At least some residents were disappointed, however. Hewitt worries that future traffic-control proposals for the neighborhood will be less ambitious, with opponents galvanized by having their demands met so easily. “You can only consult so far and then you have to act on the evidence, and the evidence is that we have very bad air quality,” he said.
For Tower Hamlets councillor Blake, the air pollution problem is a matter of social justice. “What do we say about polluting kids’ lungs, at the same time as some residents wanting quick access to the A12?” she asked. “There’s clearly a solution to that problem.
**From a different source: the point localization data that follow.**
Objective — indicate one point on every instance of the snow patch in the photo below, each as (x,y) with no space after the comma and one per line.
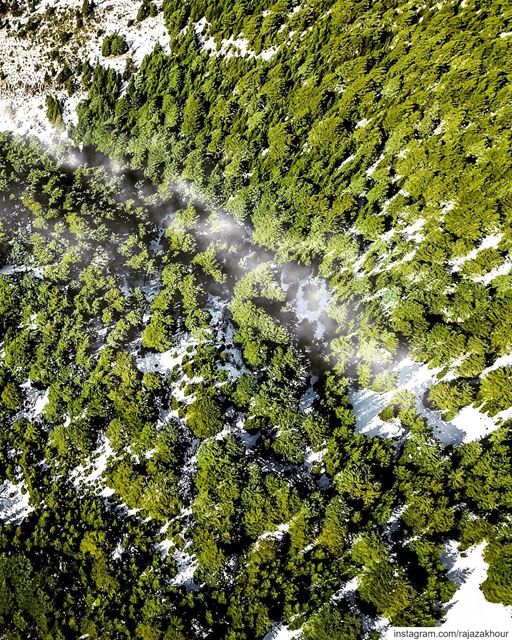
(14,502)
(468,609)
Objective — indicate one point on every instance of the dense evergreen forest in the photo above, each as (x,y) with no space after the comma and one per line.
(248,242)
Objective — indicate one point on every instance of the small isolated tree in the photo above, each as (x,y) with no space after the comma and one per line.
(54,111)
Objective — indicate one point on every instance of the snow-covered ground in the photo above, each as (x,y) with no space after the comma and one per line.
(91,473)
(14,502)
(27,71)
(282,632)
(468,609)
(468,425)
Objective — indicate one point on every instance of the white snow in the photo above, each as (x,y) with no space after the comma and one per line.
(41,402)
(93,470)
(412,231)
(14,502)
(11,269)
(230,47)
(416,378)
(475,425)
(489,242)
(371,170)
(502,361)
(282,632)
(468,609)
(503,270)
(29,73)
(363,123)
(312,299)
(165,362)
(346,161)
(468,425)
(187,566)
We are going to spend the next weeks and months working it out, and then we are going to talk to people about it.”
The council will return with a revised plan, she said, noting that the borough’s Liveable Streets program will include more than just bus gates; it will also feature more bicycle parking and greening projects. But the Tower Hamlets scheme likely won’t relaunch until 2020, according to the council.
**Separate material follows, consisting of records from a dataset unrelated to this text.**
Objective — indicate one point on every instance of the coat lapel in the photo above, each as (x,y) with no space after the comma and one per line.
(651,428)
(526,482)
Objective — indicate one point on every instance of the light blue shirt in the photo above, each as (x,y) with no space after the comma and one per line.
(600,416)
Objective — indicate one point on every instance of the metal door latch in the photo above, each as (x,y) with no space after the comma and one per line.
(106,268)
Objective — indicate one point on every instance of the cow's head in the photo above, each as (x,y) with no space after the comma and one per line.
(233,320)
Ultimately, the saga of Tredegar Road is a microcosm of the challenges cities face when the interests of motorists, residents, and other road users collide. Elsewhere in London, plans to pedestrianize Oxford Street met a similar fate, and were watered down by Westminster Council. A proposed closure of Regents Park gates to rat-running traffic was blocked by a residents’ association. And another livable streets scheme in the borough of Newham was shut down after a matter of hours due to resident complaints, though it was back within two weeks; the council tweaked the proposals allowing residents of neighboring streets to drive through, while banning all other through traffic.
Three recurring factors are often at play in these incidents, according to Simon Munk, a spokesperson for the London Cycling Campaign: taxi driver interference, a lack of communication from the borough council, and a failure among local leaders to resist the resulting pressure. The combination of these forces “breeds fake news, that febrile atmosphere where people on Twitter can stir up feelings in communities, and become a lightning rod for worries about change,” said Munk. In Tower Hamlets, “the community should have been engaged beforehand, in a much more robust and clear way.” The parameters behind any closures to vehicle rat-runs should be clear, he continued: that the end result is less traffic, and that no individual resident should be able to pull things off the table.
He also emphasized that the plan’s backers shouldn’t have pulled the plug too quickly.
“The answer is never slow it down, or take it easy. The answer is do it, monitor it, mitigate, do another thing,” he said.
As for the cabbies, they have their sights set on the next Tower Hamlets scheme—a proposed bus gate due to be installed in Wapping. “We’ll have to send the big boys round,”tweeted one, “just like we did at Tredegar Road.”